Improving the performance of list intersection

  • Authors:
  • Dimitris Tsirogiannis;Sudipto Guha;Nick Koudas

  • Affiliations:
  • University of Toronto;University of Pennsylvania;University of Toronto

  • Venue:
  • Proceedings of the VLDB Endowment
  • Year:
  • 2009

Quantified Score

Hi-index 0.00

Visualization

Abstract

List intersection is a central operation, utilized excessively for query processing on text and databases. We present list intersection algorithms for an arbitrary number of sorted and unsorted lists tailored to the characteristics of modern hardware architectures. Two new list intersection algorithms are presented for sorted lists. The first algorithm, termed Dynamic Probes, dynamically decides the probing order on the lists exploiting information from previous probes at runtime. This information is utilized as a cache-resident microindex.

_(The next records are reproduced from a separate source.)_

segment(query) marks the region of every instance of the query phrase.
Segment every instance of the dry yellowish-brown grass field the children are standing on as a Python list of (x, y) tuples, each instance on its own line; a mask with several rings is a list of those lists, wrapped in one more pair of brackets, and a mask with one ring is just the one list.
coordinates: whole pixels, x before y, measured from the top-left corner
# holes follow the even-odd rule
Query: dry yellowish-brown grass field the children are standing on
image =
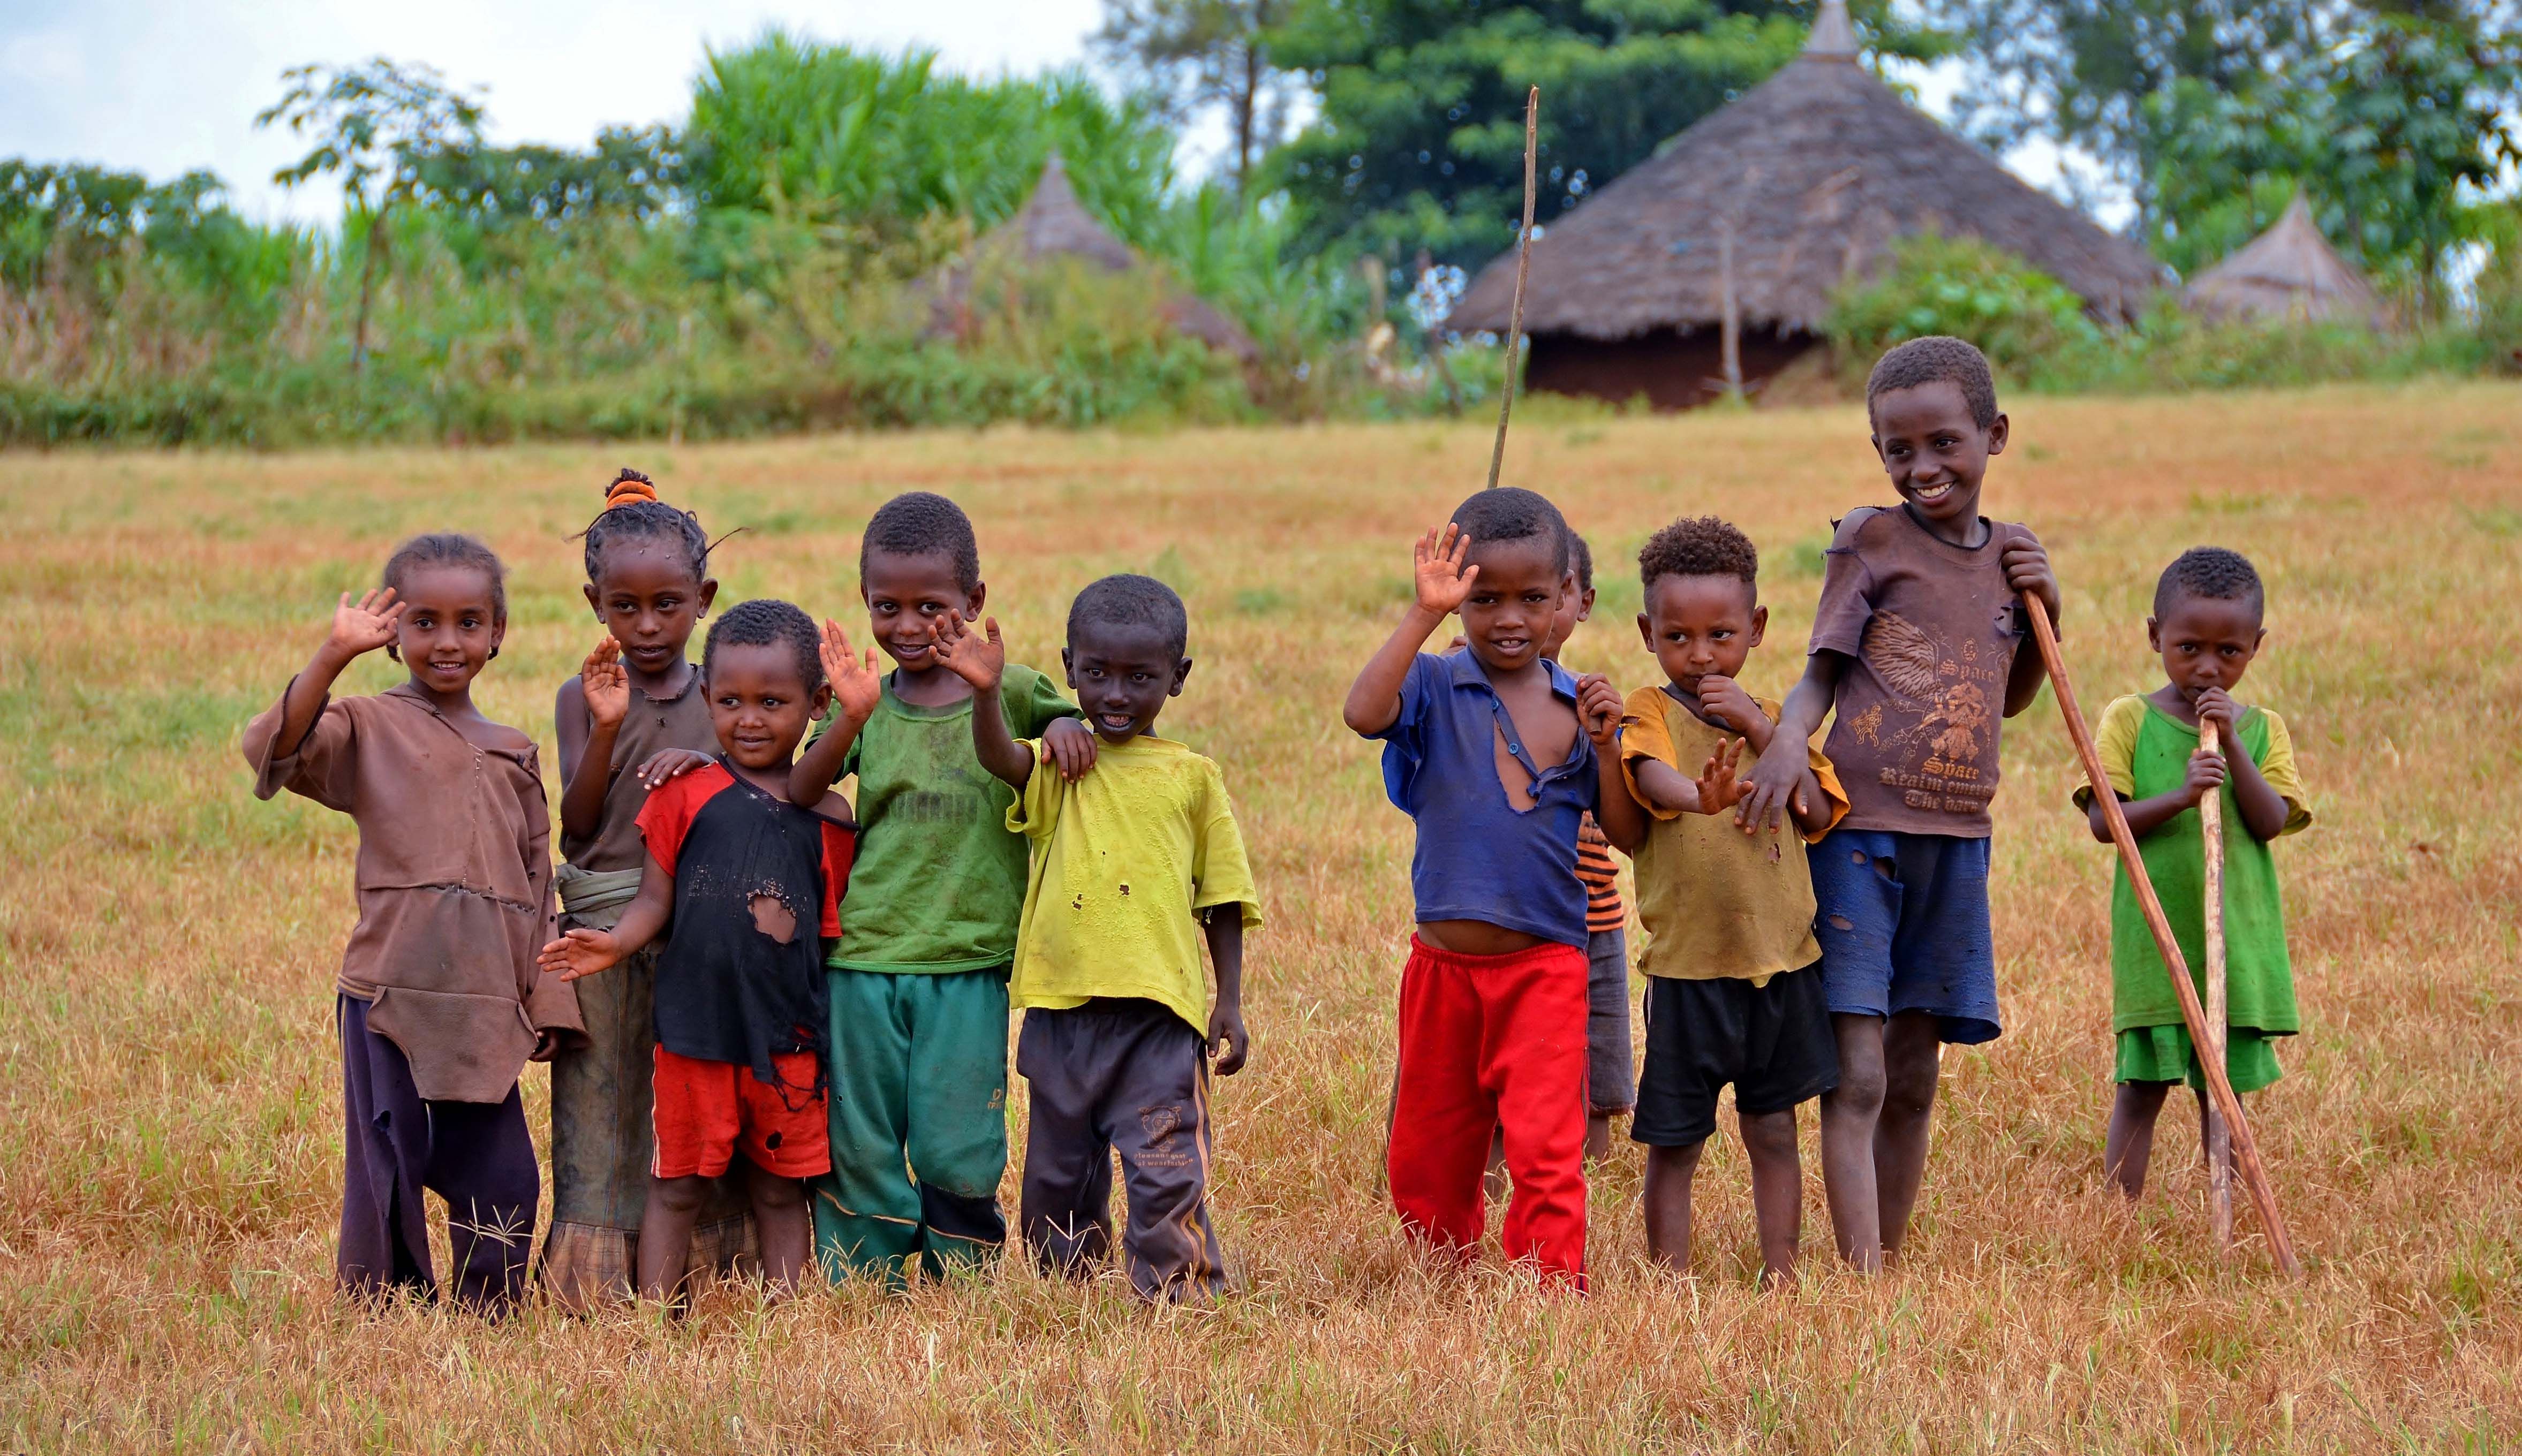
[[(2048, 699), (2008, 732), (1997, 795), (2008, 1032), (1944, 1060), (1904, 1272), (1826, 1257), (1811, 1113), (1796, 1289), (1753, 1289), (1740, 1151), (1702, 1166), (1690, 1279), (1644, 1264), (1634, 1146), (1594, 1183), (1591, 1300), (1407, 1257), (1380, 1163), (1407, 825), (1337, 704), (1407, 596), (1410, 535), (1480, 479), (1475, 421), (20, 454), (0, 469), (0, 1448), (2522, 1443), (2522, 391), (2038, 399), (2015, 424), (1990, 510), (2055, 553), (2091, 712), (2159, 681), (2141, 621), (2179, 548), (2242, 548), (2272, 585), (2242, 696), (2292, 722), (2320, 820), (2280, 850), (2308, 1030), (2252, 1113), (2300, 1284), (2257, 1244), (2217, 1264), (2187, 1115), (2166, 1113), (2141, 1206), (2103, 1191), (2108, 863), (2066, 807)], [(905, 487), (971, 510), (1026, 661), (1054, 659), (1097, 573), (1183, 588), (1198, 671), (1165, 722), (1226, 765), (1269, 901), (1253, 1067), (1216, 1095), (1241, 1295), (1148, 1312), (1009, 1264), (782, 1307), (721, 1287), (686, 1322), (333, 1302), (351, 825), (255, 802), (237, 729), (396, 537), (464, 527), (514, 568), (484, 707), (550, 765), (552, 689), (593, 641), (565, 537), (620, 459), (749, 527), (721, 601), (850, 621), (857, 525)], [(1652, 527), (1717, 510), (1760, 543), (1775, 618), (1748, 676), (1778, 691), (1828, 520), (1884, 497), (1851, 409), (1536, 409), (1508, 479), (1591, 535), (1604, 611), (1569, 659), (1622, 686), (1652, 666), (1627, 626)], [(363, 659), (346, 686), (396, 676)]]

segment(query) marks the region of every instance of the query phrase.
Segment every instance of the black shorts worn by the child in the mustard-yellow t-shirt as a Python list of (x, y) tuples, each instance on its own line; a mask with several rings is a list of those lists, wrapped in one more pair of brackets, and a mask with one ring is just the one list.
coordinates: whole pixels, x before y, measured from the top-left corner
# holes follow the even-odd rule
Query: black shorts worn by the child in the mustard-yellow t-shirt
[(1690, 1148), (1717, 1130), (1717, 1093), (1743, 1113), (1783, 1113), (1839, 1085), (1839, 1042), (1821, 966), (1750, 982), (1647, 977), (1647, 1070), (1629, 1138)]

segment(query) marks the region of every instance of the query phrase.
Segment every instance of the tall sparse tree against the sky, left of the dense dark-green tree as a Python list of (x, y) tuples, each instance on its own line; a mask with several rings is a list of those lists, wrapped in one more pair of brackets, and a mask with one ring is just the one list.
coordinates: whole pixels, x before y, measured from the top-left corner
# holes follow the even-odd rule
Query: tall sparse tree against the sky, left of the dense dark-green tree
[(1269, 30), (1291, 0), (1105, 0), (1095, 48), (1165, 103), (1183, 124), (1211, 106), (1233, 134), (1228, 182), (1251, 192), (1253, 159), (1286, 131), (1291, 86), (1269, 61)]

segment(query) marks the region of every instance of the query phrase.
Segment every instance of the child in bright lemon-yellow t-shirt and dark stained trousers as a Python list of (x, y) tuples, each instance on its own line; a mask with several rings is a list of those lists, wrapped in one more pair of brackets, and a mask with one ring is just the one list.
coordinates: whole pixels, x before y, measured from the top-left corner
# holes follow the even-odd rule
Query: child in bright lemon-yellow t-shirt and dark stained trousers
[(1107, 575), (1077, 593), (1059, 661), (1097, 737), (1077, 782), (1034, 772), (1042, 747), (1006, 732), (996, 621), (976, 636), (951, 618), (936, 646), (973, 686), (973, 749), (1016, 785), (1006, 828), (1034, 840), (1006, 984), (1024, 1007), (1016, 1070), (1031, 1088), (1024, 1242), (1052, 1269), (1102, 1262), (1117, 1148), (1130, 1181), (1122, 1264), (1148, 1300), (1226, 1287), (1208, 1221), (1208, 1057), (1221, 1077), (1243, 1067), (1243, 929), (1261, 924), (1218, 765), (1153, 732), (1190, 676), (1188, 631), (1183, 598), (1155, 578)]

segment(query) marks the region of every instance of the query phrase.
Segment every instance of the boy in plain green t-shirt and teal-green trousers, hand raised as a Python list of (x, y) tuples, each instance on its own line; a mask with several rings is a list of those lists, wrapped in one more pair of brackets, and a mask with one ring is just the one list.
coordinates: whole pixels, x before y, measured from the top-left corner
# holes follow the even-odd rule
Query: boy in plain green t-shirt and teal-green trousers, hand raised
[[(1006, 1242), (1006, 972), (1024, 908), (1016, 795), (971, 749), (973, 691), (936, 651), (948, 621), (981, 613), (981, 550), (943, 495), (908, 492), (857, 548), (875, 674), (840, 626), (822, 664), (837, 714), (799, 754), (789, 797), (815, 802), (857, 775), (857, 863), (827, 961), (832, 992), (832, 1171), (815, 1178), (815, 1254), (832, 1277), (931, 1274)], [(1047, 676), (1006, 669), (1006, 729), (1039, 737), (1064, 777), (1095, 734)], [(908, 1171), (905, 1171), (908, 1161)]]

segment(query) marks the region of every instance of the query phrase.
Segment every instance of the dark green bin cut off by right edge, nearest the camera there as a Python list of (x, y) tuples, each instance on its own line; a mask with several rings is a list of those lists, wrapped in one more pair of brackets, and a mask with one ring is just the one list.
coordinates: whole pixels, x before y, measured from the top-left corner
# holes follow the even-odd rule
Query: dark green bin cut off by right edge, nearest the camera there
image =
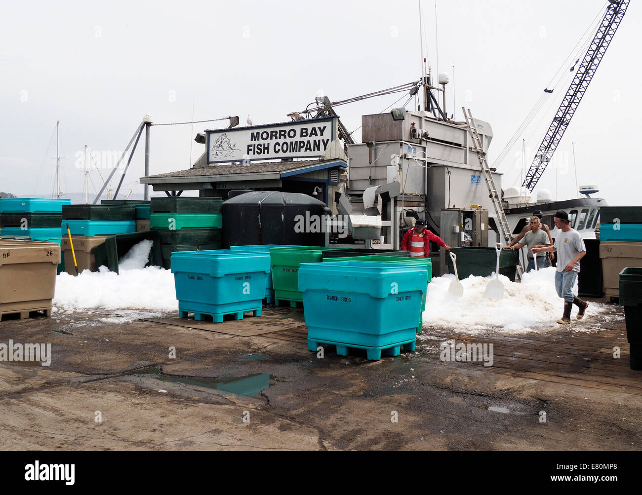
[(620, 272), (620, 305), (624, 306), (631, 369), (642, 370), (642, 267)]

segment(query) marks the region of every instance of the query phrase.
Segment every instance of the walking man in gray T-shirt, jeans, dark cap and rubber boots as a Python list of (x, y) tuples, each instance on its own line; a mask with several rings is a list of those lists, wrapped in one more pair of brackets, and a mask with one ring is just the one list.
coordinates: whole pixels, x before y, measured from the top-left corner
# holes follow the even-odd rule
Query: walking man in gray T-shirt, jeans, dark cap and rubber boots
[(568, 214), (564, 211), (555, 214), (555, 226), (559, 229), (555, 237), (555, 246), (533, 247), (533, 253), (551, 251), (557, 253), (557, 272), (555, 272), (555, 289), (560, 298), (564, 298), (564, 316), (557, 323), (571, 323), (571, 310), (577, 305), (577, 319), (582, 319), (589, 303), (573, 295), (573, 285), (580, 273), (580, 260), (586, 255), (584, 240), (577, 230), (569, 225)]

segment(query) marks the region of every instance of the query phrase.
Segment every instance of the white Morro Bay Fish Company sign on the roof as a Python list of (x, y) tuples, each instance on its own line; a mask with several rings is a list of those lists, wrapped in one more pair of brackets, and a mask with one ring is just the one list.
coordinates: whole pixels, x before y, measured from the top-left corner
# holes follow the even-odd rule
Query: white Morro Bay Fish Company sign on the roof
[(334, 139), (336, 117), (270, 126), (207, 131), (210, 164), (322, 156)]

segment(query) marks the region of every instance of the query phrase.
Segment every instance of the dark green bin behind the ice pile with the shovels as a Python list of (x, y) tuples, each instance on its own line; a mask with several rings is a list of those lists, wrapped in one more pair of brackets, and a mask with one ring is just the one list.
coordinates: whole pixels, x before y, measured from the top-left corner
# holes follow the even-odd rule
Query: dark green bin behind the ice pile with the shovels
[[(494, 247), (455, 247), (452, 249), (457, 256), (457, 274), (459, 280), (471, 275), (487, 277), (494, 273), (497, 265), (497, 251)], [(515, 281), (519, 251), (502, 249), (499, 255), (499, 274)], [(453, 260), (446, 253), (446, 263), (450, 273), (455, 273)]]

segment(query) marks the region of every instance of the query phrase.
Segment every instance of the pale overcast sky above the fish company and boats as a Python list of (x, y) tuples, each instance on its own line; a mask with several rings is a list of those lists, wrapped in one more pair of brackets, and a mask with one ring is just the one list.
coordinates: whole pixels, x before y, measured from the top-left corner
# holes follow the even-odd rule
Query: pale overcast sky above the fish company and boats
[[(433, 71), (447, 71), (447, 110), (465, 105), (490, 123), (492, 164), (594, 17), (602, 0), (423, 0)], [(641, 11), (632, 2), (540, 187), (559, 199), (597, 185), (611, 205), (640, 204)], [(61, 189), (81, 192), (76, 157), (123, 150), (146, 113), (155, 123), (247, 114), (287, 121), (318, 94), (337, 101), (421, 77), (417, 0), (80, 1), (4, 3), (0, 17), (0, 190), (54, 190), (60, 119)], [(436, 38), (438, 41), (438, 51)], [(583, 55), (583, 54), (582, 54)], [(564, 76), (571, 64), (563, 68)], [(454, 77), (453, 77), (453, 66)], [(568, 81), (568, 79), (566, 80)], [(526, 161), (566, 92), (562, 84), (524, 135)], [(338, 108), (349, 130), (397, 96)], [(410, 109), (412, 105), (409, 105)], [(461, 119), (461, 110), (457, 112)], [(187, 169), (204, 151), (198, 131), (219, 122), (152, 128), (151, 173)], [(360, 131), (354, 133), (360, 142)], [(53, 139), (52, 139), (53, 138)], [(499, 166), (519, 185), (521, 140)], [(126, 189), (143, 187), (141, 138)], [(513, 162), (517, 165), (510, 168)], [(510, 170), (509, 170), (510, 169)], [(105, 170), (100, 171), (105, 177)], [(98, 172), (91, 178), (96, 188)], [(116, 181), (114, 181), (116, 182)], [(90, 183), (90, 190), (94, 187)], [(537, 192), (537, 189), (535, 190)]]

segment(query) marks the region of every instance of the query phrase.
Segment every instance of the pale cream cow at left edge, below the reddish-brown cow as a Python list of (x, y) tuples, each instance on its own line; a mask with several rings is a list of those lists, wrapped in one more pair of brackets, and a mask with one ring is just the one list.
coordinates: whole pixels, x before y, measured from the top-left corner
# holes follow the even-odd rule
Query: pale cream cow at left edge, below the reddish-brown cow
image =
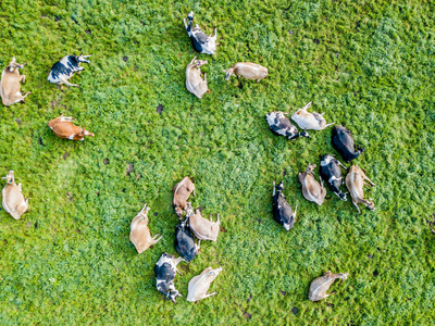
[(28, 198), (24, 198), (20, 184), (15, 184), (14, 172), (10, 171), (5, 177), (7, 185), (3, 188), (2, 205), (4, 211), (7, 211), (15, 220), (18, 220), (28, 210)]

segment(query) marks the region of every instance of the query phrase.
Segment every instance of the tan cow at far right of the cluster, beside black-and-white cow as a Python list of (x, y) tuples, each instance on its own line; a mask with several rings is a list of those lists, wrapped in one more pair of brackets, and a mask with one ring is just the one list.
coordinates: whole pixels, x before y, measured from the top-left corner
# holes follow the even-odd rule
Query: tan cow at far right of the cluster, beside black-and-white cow
[[(370, 184), (365, 184), (364, 180), (368, 180)], [(376, 186), (366, 177), (365, 173), (358, 165), (350, 166), (349, 173), (346, 176), (346, 187), (349, 189), (352, 203), (357, 208), (358, 213), (361, 213), (358, 206), (359, 203), (363, 203), (369, 210), (374, 211), (373, 200), (371, 198), (364, 199), (364, 190), (362, 189), (364, 185)]]

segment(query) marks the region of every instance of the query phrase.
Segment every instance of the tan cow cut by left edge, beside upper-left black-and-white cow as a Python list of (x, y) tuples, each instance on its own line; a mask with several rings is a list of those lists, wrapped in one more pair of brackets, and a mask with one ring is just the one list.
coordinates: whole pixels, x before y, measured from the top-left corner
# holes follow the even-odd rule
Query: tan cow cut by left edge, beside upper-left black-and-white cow
[(20, 75), (18, 70), (24, 68), (27, 62), (18, 64), (15, 61), (15, 57), (1, 73), (0, 82), (0, 96), (4, 105), (12, 105), (24, 101), (24, 99), (30, 93), (27, 91), (24, 96), (21, 93), (21, 82), (26, 82), (26, 75)]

The second algorithm, termed Quantile-based, deduces in advance a good probing order, thus avoiding the overhead of adaptivity and is based on detecting lists with non-uniform distribution of document identifiers. For unsorted lists, we present a novel hash-based algorithm that avoids the overhead of sorting. A detailed experimental evaluation is presented based on real and synthetic data using existing chip multiprocessor architectures with eight cores, validating the efficiency and efficacy of the proposed algorithms.